The modern idea of eating out revolves around choice. Where shall we go? What shall we order? We are looking for change, novelty. We want to vary our routine.

It hasn’t always been this way.

Choice in dining out did not become the norm to any great extent until the second half of the 19th century, and then slowly and incompletely. Before that patrons were divided into “regulars” and “transients,” with the first category making up the backbone of the fledgling restaurant business.

In early American taverns the regulars were male groups such as firemen, clubs, or religious societies who turned up on a scheduled basis and were served group meals for a prearranged price. To put it in other words, much of the business of a tavern or eating house was conducted on a catering basis. Male college students, in the decades before dormitories and dining halls, grouped together in dining clubs that operated similarly.

By the 1870s restaurants filled with the same old people eating the same old food day after day came to be regarded as somewhat archaic. A visitor to a chop house in lower Manhattan that served steaks and baked potatoes observed patrons who, curiously, “did not give any order.” He reasoned that they were habitues and learned that one, a dry goods merchant, “has dined there every day for the last seventeen years.”

The system of regular diners and regular meals worked effectively during an era when there was not a large dining public like today. But even by the time things had changed significantly, in the early 20th century, many small cafes tried to take the guesswork and risk out of their business by cultivating regular customers. They sold meal tickets for which patrons paid in advance for a number of meals in order to receive a discount.

Even today there are probably still some individuals who would rather eat at the same place on a frequent, even daily basis. There are those who order the same thing every time or are automatically served the day’s special without even glancing at the menu. Is there an invisible straight line in NYC connecting the 1859 eatery where “regular patrons at the sandwich counter merely sit down and their sandwich is placed before them” and The Colony, where in the 1950s a woman was enjoying her 28th year lunching on lamb chops, salad, and grapefruit? Likewise in that same decade regulars at a Mississippi City restaurant were fond of sitting down and telling the proprietor, “Joe, fix us up.”

Another vestige of the old system that lingered on for decades was that of men’s professional groups who ate together regularly at the same restaurant – and the same table – for years on end.  Around the turn of the century insurance adjustors — members of the Firebug Club (whose name commemorated the olden days when adjusters colluded with policyholders to commit arson for profit) – used to meet at Mike Lyons’ in NYC’s Bowery.
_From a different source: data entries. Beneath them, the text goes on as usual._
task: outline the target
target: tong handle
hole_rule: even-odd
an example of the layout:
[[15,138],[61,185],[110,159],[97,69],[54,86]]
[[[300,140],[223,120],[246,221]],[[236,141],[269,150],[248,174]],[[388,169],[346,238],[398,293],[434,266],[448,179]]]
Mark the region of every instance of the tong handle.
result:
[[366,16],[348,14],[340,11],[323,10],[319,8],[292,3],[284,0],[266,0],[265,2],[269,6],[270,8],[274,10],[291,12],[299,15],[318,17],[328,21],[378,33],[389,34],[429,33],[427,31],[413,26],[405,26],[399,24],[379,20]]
About the same time St. Louis’s Lippe’s was set up with alcoves for trade groups. There was a “Hoo-Hoo” decorated with a painting of a black cat that was designated for lumbermen, and another called “The Roost” decorated with a goose and other birds, meant for tailors. Might “The Chapel” have been intended for ministers? The tradition continued into the 1940s at the century-old Speck’s in that city where there was a bankers’ table, a doctors’ table, etc.

Journalists were well-known for socializing together in restaurants. In Chicago, Ric Riccardo hosted correspondents for the major national magazines and newspapers in his restaurant’s imitation jail called the Padded Cell in the early 1950s. By the 1970s the room had become dedicated to the weekly luncheons of the St. Louis Browns fan club.

Restaurants highly esteemed their regular patrons, none more so than Maylie’s in New Orleans, which closed its doors in 1920. The all-male restaurant admitted patrons each day at 11:00 a.m. and 6:00 p.m., seating them at long communal tables. When a regular died, his chair was left empty for several days.